The film is being developed by creators of the mega-successful Conjuring series
It’s a big week for one of New Orleans’ most notorious serial killers—which seems appropriate, given that Thursday is Halloween. A Bywater home owned by Delphine Blanque LaLaurie recently hit the market. Today, creators of box office smash The Conjuring announced that the hulking Vieux Carre property where LaLaurie tortured and murdered enslaved people will be the subject of their next horror franchise.
“We love writing films in which we get to tell true stories—incorporating moments that people can look up and discover did in fact happen. With the LaLaurie House we get to do exactly that,” said Chad and Carey Hayes in a press release. “There is a wealth of documentation of a very dark and frightening past of true events. Not to mention that after spending some time there, what we personally experienced was truly unnerving.”
The LaLaurie mansion is a three-story masonry structure that sits at the intersection of Governor Nicholls and Chartres streets, where every ghost tour guide makes a stop. There in front of Verti Mart, a po-boy shop that sits catty-corner to the former house of horrors, they detail the gruesome story of sadistic slaveowner LaLaurie. Her position in society was rivaled only by her cruelty, which asserted itself when she chased a 12-year-old enslaved girl, Lia, onto her roof with a whip. The girl leapt to her death. On April 10, 1834, firefighters responded to a kitchen blaze started by an enslaved woman who was chained to the stove.

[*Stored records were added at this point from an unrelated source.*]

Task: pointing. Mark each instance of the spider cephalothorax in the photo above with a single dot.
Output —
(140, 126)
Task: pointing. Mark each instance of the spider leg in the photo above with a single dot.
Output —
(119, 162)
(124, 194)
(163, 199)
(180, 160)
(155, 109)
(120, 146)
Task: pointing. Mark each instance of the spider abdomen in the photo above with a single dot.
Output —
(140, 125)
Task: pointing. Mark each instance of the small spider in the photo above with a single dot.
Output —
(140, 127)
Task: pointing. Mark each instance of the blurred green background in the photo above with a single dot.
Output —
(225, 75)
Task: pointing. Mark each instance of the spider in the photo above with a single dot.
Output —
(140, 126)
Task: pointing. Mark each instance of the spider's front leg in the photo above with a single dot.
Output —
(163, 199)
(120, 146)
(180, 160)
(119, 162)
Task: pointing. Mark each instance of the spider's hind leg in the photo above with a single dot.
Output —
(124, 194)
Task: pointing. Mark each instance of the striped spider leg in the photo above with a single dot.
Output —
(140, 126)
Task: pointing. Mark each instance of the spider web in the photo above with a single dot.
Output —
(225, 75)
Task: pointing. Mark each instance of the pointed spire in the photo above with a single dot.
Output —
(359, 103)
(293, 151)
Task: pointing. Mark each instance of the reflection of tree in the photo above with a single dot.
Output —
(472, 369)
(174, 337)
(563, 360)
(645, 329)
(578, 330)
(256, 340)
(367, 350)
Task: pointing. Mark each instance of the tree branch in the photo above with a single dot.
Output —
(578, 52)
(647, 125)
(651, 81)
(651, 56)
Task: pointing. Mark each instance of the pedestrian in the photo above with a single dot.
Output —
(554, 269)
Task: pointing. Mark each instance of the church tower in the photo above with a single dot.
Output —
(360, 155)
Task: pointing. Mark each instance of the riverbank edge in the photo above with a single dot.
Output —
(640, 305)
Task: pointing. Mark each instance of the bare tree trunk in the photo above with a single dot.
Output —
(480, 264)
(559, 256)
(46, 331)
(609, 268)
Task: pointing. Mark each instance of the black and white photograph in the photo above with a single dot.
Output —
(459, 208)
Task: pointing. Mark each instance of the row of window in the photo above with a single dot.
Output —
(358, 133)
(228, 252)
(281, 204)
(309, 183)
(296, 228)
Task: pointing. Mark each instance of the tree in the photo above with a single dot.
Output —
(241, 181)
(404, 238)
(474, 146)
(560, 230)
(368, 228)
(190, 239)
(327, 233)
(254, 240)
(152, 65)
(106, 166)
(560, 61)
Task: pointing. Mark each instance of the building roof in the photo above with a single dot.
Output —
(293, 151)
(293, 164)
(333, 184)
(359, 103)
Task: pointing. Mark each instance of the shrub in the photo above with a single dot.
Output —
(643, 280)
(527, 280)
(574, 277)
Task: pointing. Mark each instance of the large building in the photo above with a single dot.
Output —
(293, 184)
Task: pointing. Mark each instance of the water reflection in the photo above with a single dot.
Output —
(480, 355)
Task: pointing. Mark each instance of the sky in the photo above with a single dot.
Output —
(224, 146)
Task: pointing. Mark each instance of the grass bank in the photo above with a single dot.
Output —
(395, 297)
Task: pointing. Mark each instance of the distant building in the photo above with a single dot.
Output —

She had set the fire as a suicide attempt.
Firefighters searched the house, and in the hidden upstairs chamber, they discovered “seven slaves, more or less horribly mutilated ... suspended by the neck, with their limbs apparently stretched and torn from one extremity to the other,” according to reporting by The New Orleans Bee on April 11, 1834.
An angry mob looted the LaLaurie mansion, and the Delphine fled—exactly where, nobody knows. Since then, the tragic, gruesome story has risen to prominence in local and national imagination. LaLaurie was played by Kathy Bates in American Horror Story: Coven, and Nicolas Cage owned the LaLaurie mansion briefly. “I bought it in 2007, figuring it would be a good place in which to write the great American horror novel,” Cage told Vanity Fair in 2014. “I didn’t get too far with the novel.”
Like Cage, the Hayes brothers are considering writing the first draft of their screenplay inside the house. It is currently owned by Michael Whalen, a collaborator with LA-based film and TV firm Faster Horse. Faster Horse and the Hayes brothers are partners on the project.
”Building a horror franchise starts with the IP, and for us to be able to tap the LaLaurie Mansion, and its twisted history, is a major coup for Faster Horse,” said executive producer Dylan Bond in a press release.
Principal photography starts in 2020 and will incorporate the LaLaurie Mansion.